Bahwa setiap manusia menginginkan keselamatan baik dalam hidup sekarang ini maupun sesudah mati. Jaminan keselamatan ini hanya bisa mereka temukan dalam agama. Agama membantu manusia untuk mengenal sesuatu “yang sakral” dan “makhluk teringgi” atau Tuhan dan berkomunikasi dengan-Nya. Sehingga dalam yang hubungan ini manusia percaya dapat memperoleh apa yang ia inginkan. Agama sanggup mendamaikan kembali manusia yang salah dengan Tuhan dengan jalan pengampunan dan Penyucian batin.
c.              Fungsi pengawasan sosial (social control)
Fungsi agama sebagai kontrol sosial yaitu :
  • Agama meneguhkan kaidah-kaidah susila dari adat yang dipandang baik bagi kehidupan moral warga masyarakat.
  • Agama mengamankan dan melestarikan kaidah-kaidah moral ( yang dianggap baik )dari serbuan destruktif dari agama baru dan dari system hokum Negara modern.
d.             Fungsi memupuk Persaudaraan.
Kesatuan persaudaraan berdasarkan kesatuan sosiologis ialah kesatuan manusia-manusia yang didirikan atas unsur kesamaan.
  • Kesatuan persaudaraan berdasarkan ideologi yang sama, seperti liberalism, komunisme, dan sosialisme.
  • Kesatuan persaudaraan berdasarkan sistem politik yang sama. Bangsa-bangsa bergabung dalam sistem kenegaraan besar, seperti NATO, ASEAN dll.

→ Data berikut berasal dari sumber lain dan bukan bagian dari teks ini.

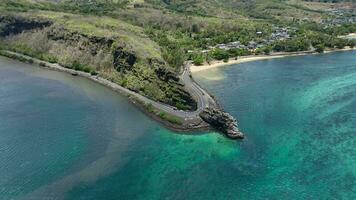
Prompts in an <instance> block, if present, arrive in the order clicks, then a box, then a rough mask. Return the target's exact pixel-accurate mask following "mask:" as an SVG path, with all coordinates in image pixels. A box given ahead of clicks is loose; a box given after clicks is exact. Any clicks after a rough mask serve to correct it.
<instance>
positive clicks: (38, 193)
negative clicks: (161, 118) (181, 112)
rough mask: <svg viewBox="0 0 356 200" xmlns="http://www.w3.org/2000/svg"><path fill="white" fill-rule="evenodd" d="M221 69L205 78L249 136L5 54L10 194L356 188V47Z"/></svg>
mask: <svg viewBox="0 0 356 200" xmlns="http://www.w3.org/2000/svg"><path fill="white" fill-rule="evenodd" d="M218 73H219V77H223V78H219V79H206V78H204V73H203V72H202V73H199V76H195V78H196V80H197V81H198V82H199V83H201V84H202V85H203V86H204V87H206V88H207V89H208V90H209V91H210V92H211V93H212V94H213V95H215V96H216V98H217V99H218V100H219V102H220V103H221V105H222V106H223V107H224V108H225V109H226V110H227V111H229V112H230V113H231V114H233V115H234V116H235V117H237V118H238V120H239V125H240V129H241V130H242V131H243V132H245V133H246V135H247V139H246V140H244V141H231V140H229V139H226V138H224V137H223V136H221V135H220V134H216V133H209V134H199V135H195V136H194V135H180V134H176V133H173V132H171V131H169V130H167V129H165V128H163V127H162V126H161V125H159V124H157V123H156V122H154V121H152V120H150V119H149V118H148V117H146V116H145V115H144V114H143V113H141V112H140V111H138V110H137V109H136V108H135V107H134V106H133V105H131V104H130V103H129V102H128V101H127V100H126V98H125V97H122V96H120V95H118V94H116V93H114V92H112V91H110V90H108V89H106V88H104V87H102V86H100V85H97V84H95V83H92V82H90V81H88V80H86V79H82V78H80V77H72V76H71V75H67V74H62V73H59V72H53V71H47V70H44V69H41V68H38V67H33V66H30V65H27V64H22V63H19V62H16V61H11V60H9V59H6V58H1V59H0V149H1V151H0V171H1V173H0V199H11V198H13V199H286V198H290V199H355V197H356V188H355V185H356V184H355V182H356V152H355V149H356V140H355V138H356V137H355V136H356V52H339V53H333V54H325V55H318V56H302V57H289V58H283V59H273V60H264V61H257V62H251V63H244V64H239V65H236V66H230V67H224V68H221V69H219V70H218ZM209 76H211V73H210V74H209Z"/></svg>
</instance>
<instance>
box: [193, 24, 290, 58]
mask: <svg viewBox="0 0 356 200" xmlns="http://www.w3.org/2000/svg"><path fill="white" fill-rule="evenodd" d="M295 31H296V29H295V28H291V27H287V28H280V27H275V28H274V32H273V33H272V34H271V35H270V37H268V38H266V39H259V40H258V41H255V40H251V41H249V42H248V43H247V44H246V43H245V44H243V43H242V42H240V41H234V42H229V43H226V44H218V45H216V46H209V47H208V49H207V50H202V51H201V53H207V52H209V51H211V50H213V49H222V50H230V49H243V50H249V51H255V50H256V49H258V48H263V47H264V46H266V45H269V44H272V43H274V42H276V41H282V40H286V39H289V38H290V37H291V33H294V32H295ZM262 34H263V32H262V31H257V32H256V35H262ZM188 53H193V51H192V50H189V51H188Z"/></svg>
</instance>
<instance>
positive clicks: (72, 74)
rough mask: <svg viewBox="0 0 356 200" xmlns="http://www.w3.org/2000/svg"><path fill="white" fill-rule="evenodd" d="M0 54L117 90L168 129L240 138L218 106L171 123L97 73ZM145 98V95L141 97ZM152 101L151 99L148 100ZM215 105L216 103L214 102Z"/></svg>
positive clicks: (9, 51)
mask: <svg viewBox="0 0 356 200" xmlns="http://www.w3.org/2000/svg"><path fill="white" fill-rule="evenodd" d="M1 55H3V56H7V57H9V58H12V59H17V60H20V61H23V62H28V63H31V64H37V65H39V66H41V67H45V68H48V69H51V70H55V71H60V72H65V73H68V74H71V75H73V76H80V77H84V78H87V79H89V80H92V81H94V82H97V83H99V84H101V85H104V86H106V87H108V88H110V89H112V90H113V91H116V92H119V93H120V94H122V95H125V96H127V97H128V98H129V99H130V102H132V103H133V104H134V105H136V106H137V107H138V108H139V109H140V110H141V111H142V112H144V113H145V114H147V115H148V116H150V117H151V118H152V119H154V120H156V121H158V122H159V123H161V124H163V125H164V126H166V127H167V128H168V129H170V130H174V131H178V132H191V131H203V130H213V129H215V130H217V131H219V132H222V133H223V134H224V135H226V136H227V137H228V138H230V139H242V138H244V136H243V134H242V133H241V132H240V131H239V130H238V128H237V123H236V120H235V119H234V118H233V117H232V116H231V115H229V114H228V113H225V112H223V111H222V110H221V109H220V108H218V106H215V107H216V108H212V107H208V108H205V109H204V110H203V111H202V112H201V113H200V114H199V115H197V116H196V117H194V118H186V119H184V120H183V121H182V123H181V124H175V123H171V122H169V121H168V120H164V119H162V118H161V117H160V116H159V115H157V113H153V112H149V111H148V109H147V107H146V104H145V102H143V101H142V100H140V99H138V98H137V97H136V96H137V95H138V94H137V93H135V92H133V91H131V90H129V89H127V88H124V87H122V86H120V85H118V84H116V83H113V82H111V81H109V80H106V79H104V78H101V77H99V76H97V75H92V74H90V73H87V72H83V71H76V70H73V69H69V68H65V67H62V66H60V65H59V64H56V63H49V62H46V61H42V60H39V59H36V58H32V57H29V56H26V55H22V54H19V53H16V52H11V51H5V50H2V53H1ZM142 98H143V99H145V100H147V99H146V97H142ZM149 101H152V102H153V100H149ZM216 105H217V104H216Z"/></svg>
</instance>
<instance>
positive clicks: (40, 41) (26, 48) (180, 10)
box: [0, 0, 356, 110]
mask: <svg viewBox="0 0 356 200" xmlns="http://www.w3.org/2000/svg"><path fill="white" fill-rule="evenodd" d="M324 2H325V1H322V2H316V1H301V0H1V1H0V13H1V14H0V41H1V43H0V45H1V48H4V49H10V50H12V51H17V52H21V53H24V54H28V55H31V56H34V57H38V58H40V59H43V60H47V61H51V62H58V63H60V64H62V65H64V66H66V67H69V68H75V69H77V70H85V71H89V72H92V73H93V74H98V75H99V76H102V77H105V78H107V79H110V80H112V81H114V82H116V83H118V84H120V85H122V86H124V87H127V88H129V89H131V90H133V91H136V92H138V93H141V94H143V95H145V96H147V97H149V98H152V99H154V100H157V101H161V102H164V103H168V104H171V105H174V106H176V107H178V108H179V109H183V110H192V109H195V107H196V103H195V101H194V100H193V99H192V98H191V96H190V95H189V94H188V93H187V92H185V90H184V89H183V86H182V84H181V82H180V81H179V78H178V74H179V72H180V71H181V69H182V65H183V63H184V61H186V60H193V61H194V62H195V64H202V63H203V62H209V61H210V60H213V59H219V60H226V59H228V58H229V57H237V56H241V55H250V54H268V53H270V52H272V51H304V50H313V49H315V50H317V51H319V52H322V51H323V50H324V49H325V48H343V47H345V46H353V45H354V42H352V41H348V40H344V39H341V38H339V37H338V36H339V35H344V34H347V33H351V32H356V26H355V23H356V13H355V3H354V2H352V1H338V3H324ZM332 2H336V1H335V0H334V1H332Z"/></svg>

  • Kesatuan persaudaraan atas dasar se-iman, merupakan kesatuan tertinggi karena dalam persatuan ini manusia bukan hanya melibatkan sebagian dari dirinya saja melainkan seluruh pribadinya dilibatkan dalam satu intimitas yang terdalam dengan sesuatu yang tertinggi yang dipercayai bersama
e.              Fungsi transformatif.
Fungsi transformatif disini diartikan dengan mengubah bentuk kehidupan baru atau mengganti nilai-nilai lama dengan menanamkan nilai-nilai baru yang lebih bermanfaat.
Sedangkan  menurut   Thomas   F.  O’Dea  menuliskan   enam  fungsi agama dan masyarakat yaitu:
1.      Sebagai pendukung, pelipur lara, dan perekonsiliasi.
2.      Sarana hubungan  transendental  melalui  pemujaan dan upacara Ibadat
3.      Penguat norma-norma dan nilai-nilai yang sudah ada.
4.      Pengoreksi fungsi yang sudah ada.
5.      Pemberi identitas diri.
6.      Pendewasaan agama.
Sedangkan menurut  Hendropuspito  lebih ringkas  lagi,  akan tetapi   intinya   hampir   sama.   Menurutnya   fungsi   agama   dan masyarakat   itu   adalah   edukatif,   penyelamat,   pengawasan   sosial, memupuk persaudaraan, dan transformatif.
Agama memiliki peranan yang sangat penting dalam kehidupan manusia dan
masyarakat, karena agama memberikan sebuah system nilai yang memiliki derivasi
pada norma-norma masyarakat untuk memberikan pengabsahan dan pembenaran dalam
mengatur pola perilaku manusia, baik di level individu dan masyarakat. Agama
menjadi sebuah pedoman hidup singkatnya. Dalam memandang nilai, dapat kita lihat dari dua sudut pandang. Pertama, nilai  agama dilihat dari sudut intelektual yang menjadikan nilai agama sebagai norma  atau prinsip. Kedua, nilai agama dirasakan di sudut pandang emosional yang menyebabkan adanya sebuah dorongan rasa dalam diri yang disebut mistisme.
 
Sosiologi Agama, Drs. D. Hendropuspito, O. C.
Agama Dan Masyarakat, Elizabeth K Nottingham.